#1125487 tag2upload service needs to be able to retry against ftpmaster API

#1125487#5
Date:
2026-01-14 18:59:38 UTC
From:
To:
Debian tag2upload service writes ("[tag2upload 2420] failed, ifeffit 2:1.2.11d-13"):


This is good advice.

However, I think our system could have avoided this.  The ftpmaster
API is required for knowing what is *currently* in the target suite.
With a small amount of reorganisation on top of work we're doing for
#1112106 (retrying against Salsa), we could do this before we commit
to the upload.

I am filing this bug to track this, since #1112106 talks fairly
narrowly about Salsa.

Ian.

#1125487#10
Date:
2026-01-16 12:43:25 UTC
From:
To:
Ian Jackson writes ("Bug#1125487: tag2upload service needs to be able to retry against ftpmaster API"):

It turns out that this wasn't a transient error after all; it was
#1125668.  I still think we would like to be able to survive ftpmaster
API failures.

But having looked at the code some more, it's not so easy.  For
example, this particular ftpmaster API call occurs quite late, during
changes file generation.

I still think we *could* do it, but it would look something like this:

 * Add a new feature to dgit rpush to allow it to synchronise with its
   caller just before it starts signing things.  It should do this
   idempotently in `i_resp_want`.

 * Have dgit-repos-server use this feature, and only do the
   commit-to-public-upload dance when dgit rpush wants it.

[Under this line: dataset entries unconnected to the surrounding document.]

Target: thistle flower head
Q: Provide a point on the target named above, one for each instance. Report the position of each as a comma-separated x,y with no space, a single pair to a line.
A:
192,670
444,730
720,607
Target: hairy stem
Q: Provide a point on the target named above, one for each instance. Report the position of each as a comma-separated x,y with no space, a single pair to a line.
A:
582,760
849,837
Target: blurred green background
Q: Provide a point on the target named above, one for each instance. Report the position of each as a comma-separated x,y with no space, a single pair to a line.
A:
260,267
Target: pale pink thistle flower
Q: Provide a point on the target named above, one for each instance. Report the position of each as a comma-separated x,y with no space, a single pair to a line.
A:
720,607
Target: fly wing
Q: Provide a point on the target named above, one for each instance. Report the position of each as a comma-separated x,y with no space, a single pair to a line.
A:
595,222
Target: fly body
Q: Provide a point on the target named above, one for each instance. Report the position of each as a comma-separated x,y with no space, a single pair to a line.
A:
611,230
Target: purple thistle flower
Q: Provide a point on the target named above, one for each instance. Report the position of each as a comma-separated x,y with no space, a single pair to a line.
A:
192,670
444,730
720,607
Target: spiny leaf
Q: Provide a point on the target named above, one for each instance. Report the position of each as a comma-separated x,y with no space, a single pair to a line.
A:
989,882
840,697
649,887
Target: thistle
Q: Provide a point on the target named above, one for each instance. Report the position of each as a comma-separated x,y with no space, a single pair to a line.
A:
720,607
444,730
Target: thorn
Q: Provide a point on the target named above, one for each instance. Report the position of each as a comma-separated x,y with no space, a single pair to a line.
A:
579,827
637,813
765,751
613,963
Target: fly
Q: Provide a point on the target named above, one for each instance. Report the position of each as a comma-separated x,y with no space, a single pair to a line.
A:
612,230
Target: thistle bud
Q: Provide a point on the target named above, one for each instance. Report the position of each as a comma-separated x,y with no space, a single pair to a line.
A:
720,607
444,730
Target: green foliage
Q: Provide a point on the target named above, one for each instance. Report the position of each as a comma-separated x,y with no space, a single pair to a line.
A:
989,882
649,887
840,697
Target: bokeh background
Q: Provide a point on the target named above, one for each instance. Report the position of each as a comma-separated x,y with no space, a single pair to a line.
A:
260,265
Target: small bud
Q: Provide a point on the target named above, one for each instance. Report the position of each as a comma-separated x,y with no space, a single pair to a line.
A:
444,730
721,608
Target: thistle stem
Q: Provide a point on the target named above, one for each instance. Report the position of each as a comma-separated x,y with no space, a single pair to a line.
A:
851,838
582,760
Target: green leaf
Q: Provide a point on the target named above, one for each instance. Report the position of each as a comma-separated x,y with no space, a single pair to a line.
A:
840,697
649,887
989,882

Simplest would be if we could provide dgit rpush with the manager
connection.  But we want to be able to handle dgit rpush crashing,
without losing knowledge of the o2m protocol state.

Another complication is that dgit-repos-server would, then, while it
is running dgit rpush, have to be waiting for *two* things:
  (a) dgit rpush terminates (SIGCHLD/waitpid)
  (b) dgit rpush wants to commit

I thought of a number of options for such an arrangement:

 1. dgit-repos-server uses the self-pipe trick turning (a) into an
    fd, so that it can be selected on.  What a palaver, unless
    there's a covnenient library we could use.

 2. dgit rpush notifies dgit-repos-server by sending a signal to its
    parent (!), and dgit-repos-server uses sigwait.  Does perl
    even have a convenient way to sigwait?

 3. dgit-repos-server forks again, for littel child whose job it is to
    proxy the commit-to-public-upload dance.  That way if *that* child
    doesn't crash, dgit-repos-server knows what the o2m protocol state
    is.

 4. dgit rpush writes the o2m protocol state to a file.
    Before it starts the commit-to-public-upload dance it writes
    UNKNOWN file.  After dgit rpush exits, dgit-repos-server can read
    this file to see if it can reuse the o2m connection.  (dgit rpush
    is very unlikely to crash during the commit-to-public-upload dance
    unless it's because the o2m connection is in any case broken.)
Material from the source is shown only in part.